Mais bon, maintenant que je vis en Europe, j’en sais un peu plus sur le continent et je sais qu’il est très riche culturellement, qu’il dispose de nombreuses ressources naturelles, mais qu’il reste encore soumis à une constante exploitation. Ce qui me fait vraiment mal, c’est de voir le manque d’unité, même dans un même pays. Je suis stupéfiée par les guerres civiles constantes, mais surtout par la dureté et la cruauté avec laquelle ils peuvent se battre entre eux. A part cela, comme en Amérique Latine, l’Afrique est victime de la corruption.
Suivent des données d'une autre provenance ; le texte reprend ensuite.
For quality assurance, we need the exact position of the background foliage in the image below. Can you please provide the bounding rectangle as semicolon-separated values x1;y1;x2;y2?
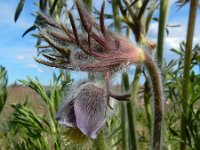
0;0;200;150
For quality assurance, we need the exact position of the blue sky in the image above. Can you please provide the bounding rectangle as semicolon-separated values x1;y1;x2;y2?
0;0;200;85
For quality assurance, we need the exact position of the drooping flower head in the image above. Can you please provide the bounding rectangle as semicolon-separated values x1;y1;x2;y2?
56;83;106;139
36;0;163;149
37;1;145;72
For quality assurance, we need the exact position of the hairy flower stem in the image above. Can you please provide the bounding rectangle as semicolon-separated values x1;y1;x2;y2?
180;0;198;150
145;52;163;150
157;0;170;69
144;78;152;133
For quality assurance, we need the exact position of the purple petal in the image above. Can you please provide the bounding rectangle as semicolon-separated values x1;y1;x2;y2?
74;83;106;138
56;100;77;128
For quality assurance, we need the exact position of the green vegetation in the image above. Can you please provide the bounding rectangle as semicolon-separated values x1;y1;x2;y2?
0;0;200;150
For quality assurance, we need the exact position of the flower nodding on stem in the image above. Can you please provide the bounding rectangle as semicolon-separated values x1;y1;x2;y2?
36;0;163;150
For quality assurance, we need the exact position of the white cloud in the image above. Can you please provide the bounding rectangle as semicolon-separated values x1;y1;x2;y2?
27;63;38;68
26;63;44;73
37;68;44;73
0;1;33;29
16;55;25;60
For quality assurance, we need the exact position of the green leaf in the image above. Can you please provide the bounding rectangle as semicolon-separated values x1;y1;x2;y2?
50;0;58;15
22;25;36;37
14;0;25;22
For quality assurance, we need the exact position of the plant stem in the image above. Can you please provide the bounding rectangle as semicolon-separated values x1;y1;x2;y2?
180;0;198;150
111;0;121;32
127;66;141;150
123;73;140;150
121;102;127;150
144;78;152;133
157;0;170;69
145;52;163;150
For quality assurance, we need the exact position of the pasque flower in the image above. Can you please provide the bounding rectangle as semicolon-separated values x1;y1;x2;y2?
36;0;163;149
56;83;106;138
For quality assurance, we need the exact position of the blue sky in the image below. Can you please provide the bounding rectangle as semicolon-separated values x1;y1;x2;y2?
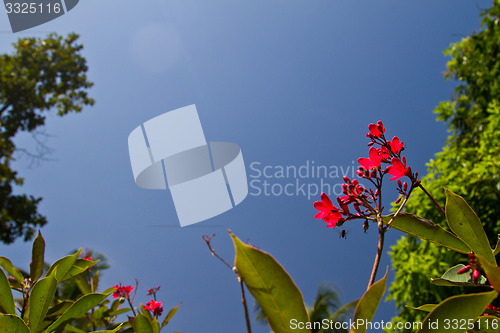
0;0;490;333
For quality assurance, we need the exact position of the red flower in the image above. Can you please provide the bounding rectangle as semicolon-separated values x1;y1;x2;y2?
314;192;342;228
385;156;408;180
358;147;382;170
146;286;160;295
144;299;163;317
387;136;404;154
366;120;385;138
113;283;134;298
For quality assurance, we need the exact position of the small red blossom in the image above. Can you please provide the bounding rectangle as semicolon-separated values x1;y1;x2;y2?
144;299;163;317
387;136;405;154
113;283;134;298
366;120;385;138
314;192;342;228
146;286;160;295
358;147;382;170
385;156;409;180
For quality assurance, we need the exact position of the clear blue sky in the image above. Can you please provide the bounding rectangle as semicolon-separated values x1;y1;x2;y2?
0;0;491;333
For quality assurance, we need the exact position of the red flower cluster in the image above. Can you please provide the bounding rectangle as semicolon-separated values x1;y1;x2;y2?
113;283;134;298
314;121;418;231
482;304;500;317
144;299;163;317
146;286;160;295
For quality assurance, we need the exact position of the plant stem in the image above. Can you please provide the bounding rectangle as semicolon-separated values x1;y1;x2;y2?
238;274;252;333
418;183;446;214
201;234;252;333
127;296;136;317
366;213;385;290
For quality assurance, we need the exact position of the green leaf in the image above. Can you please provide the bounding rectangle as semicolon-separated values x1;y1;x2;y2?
493;237;500;256
0;269;16;315
0;314;30;333
417;291;498;333
445;189;496;265
64;324;87;333
161;304;181;328
30;231;45;283
47;294;108;332
29;268;57;333
134;313;154;333
382;213;470;253
406;304;437;312
109;308;132;317
89;324;123;333
229;232;309;333
64;259;99;280
477;256;500;291
350;267;389;333
0;257;24;284
431;264;486;287
45;248;82;282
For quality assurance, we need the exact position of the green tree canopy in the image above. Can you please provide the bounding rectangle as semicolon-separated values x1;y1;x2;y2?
0;34;94;243
389;0;500;332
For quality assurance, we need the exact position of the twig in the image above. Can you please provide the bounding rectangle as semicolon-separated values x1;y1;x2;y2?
201;233;252;333
418;183;446;214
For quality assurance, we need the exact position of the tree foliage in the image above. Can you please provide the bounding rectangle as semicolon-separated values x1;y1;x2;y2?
389;0;500;332
0;34;94;243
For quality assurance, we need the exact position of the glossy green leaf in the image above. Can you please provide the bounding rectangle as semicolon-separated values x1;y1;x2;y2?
45;248;82;282
29;269;57;333
417;291;498;333
30;231;45;282
140;304;153;322
406;304;437;312
0;257;24;284
134;313;154;333
0;314;30;333
431;264;486;287
161;304;181;328
109;308;132;316
349;267;389;333
382;213;470;253
230;233;309;333
493;238;500;256
445;189;496;265
64;259;99;280
0;269;16;315
47;294;108;332
477;256;500;292
89;324;123;333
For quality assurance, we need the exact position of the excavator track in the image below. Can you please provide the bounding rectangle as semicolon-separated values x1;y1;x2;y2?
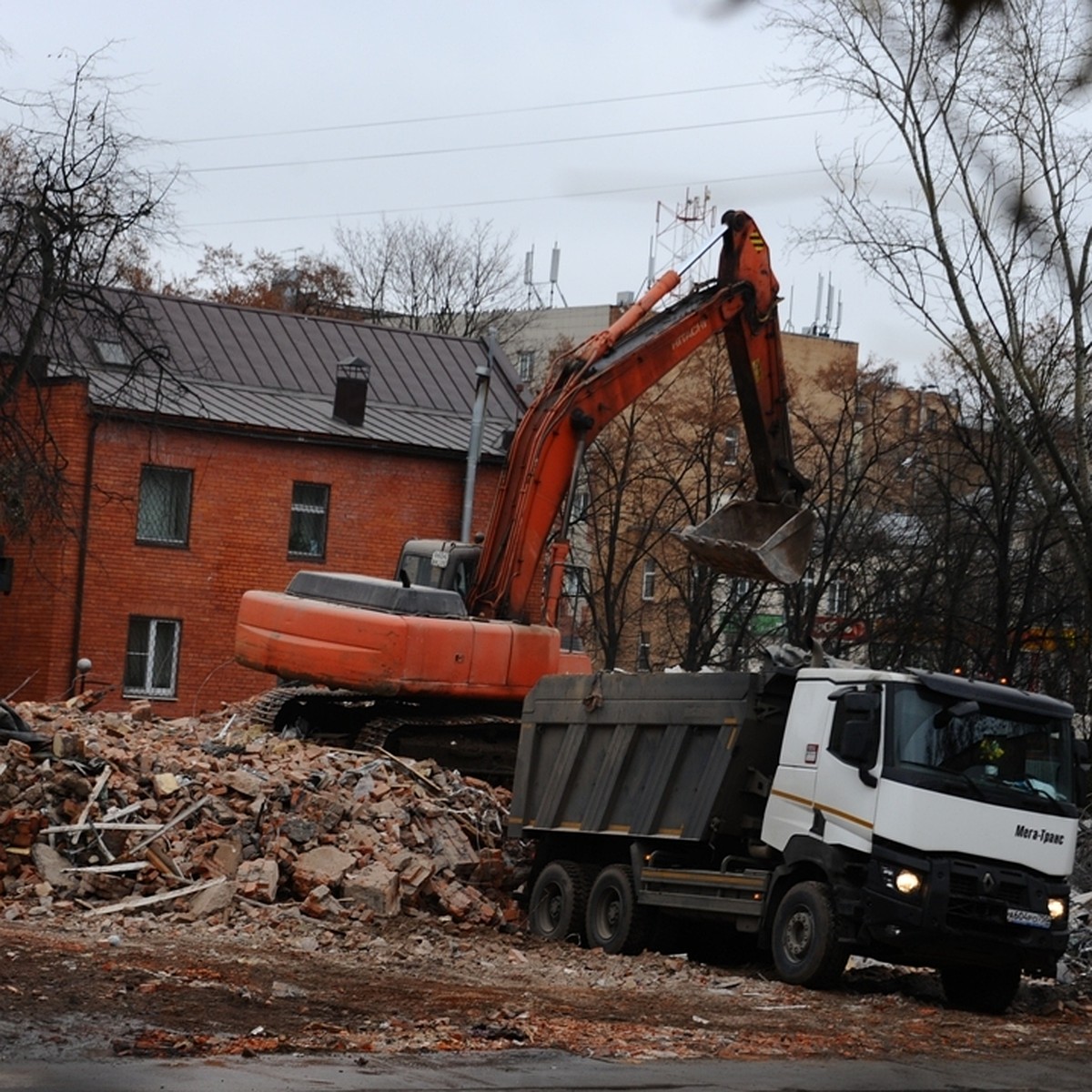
250;686;520;786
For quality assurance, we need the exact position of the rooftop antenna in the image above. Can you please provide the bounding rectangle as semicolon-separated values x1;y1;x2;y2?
808;273;824;338
648;186;724;297
523;244;542;309
550;240;569;307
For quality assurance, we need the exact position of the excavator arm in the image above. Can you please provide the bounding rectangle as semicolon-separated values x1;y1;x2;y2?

Tous ses facteurs rendent difficile l’avancée vers un véritable développement, ce qui est dommage.
– L’image de misère, des guerres diffusées par les médias, principalement occidentaux n’influence-t-elle pas ton désir de te revendiquer afrodescendante, et pourquoi?
J’estime que cela est dû à mon éducation. J’ai lu et je me suis imprégnée sur le sujet, j’ai montré de l’intérêt et peu à peu, je prends connaissance de la vérité, et il y a beaucoup de choses dont on peut être fier. Mais il y a également beaucoup à faire.
– À quoi ressembleraient le monde Afro idéal pour Mahogany?
L’idéal serait que nous qui vivons de l’autre côté de la mer sachions d’où l’on vient et que ceux qui sont en Afrique sachent à quel endroit nous sommes. Que l’histoire de l’Afrique et de la période de l’esclavage soit largement incluse dans les textes scolaires pour que nous puissions savoir et comprendre ce qui s’est passé. J’aimerais que l’Afrique, un jour, fasse quelque chose pour nous autres qui sommes de l’autre côté et avons été vendus et arrachés de notre terre. Que notre mère Afrique nous embrasse, nous console et nous soutienne pour qu’on aille de l’avant.
Que nous soyons un peuple afro uni, mais également que nous le soyons en tant qu’êtres humains, de toutes les ethnies, races, croyances et langues.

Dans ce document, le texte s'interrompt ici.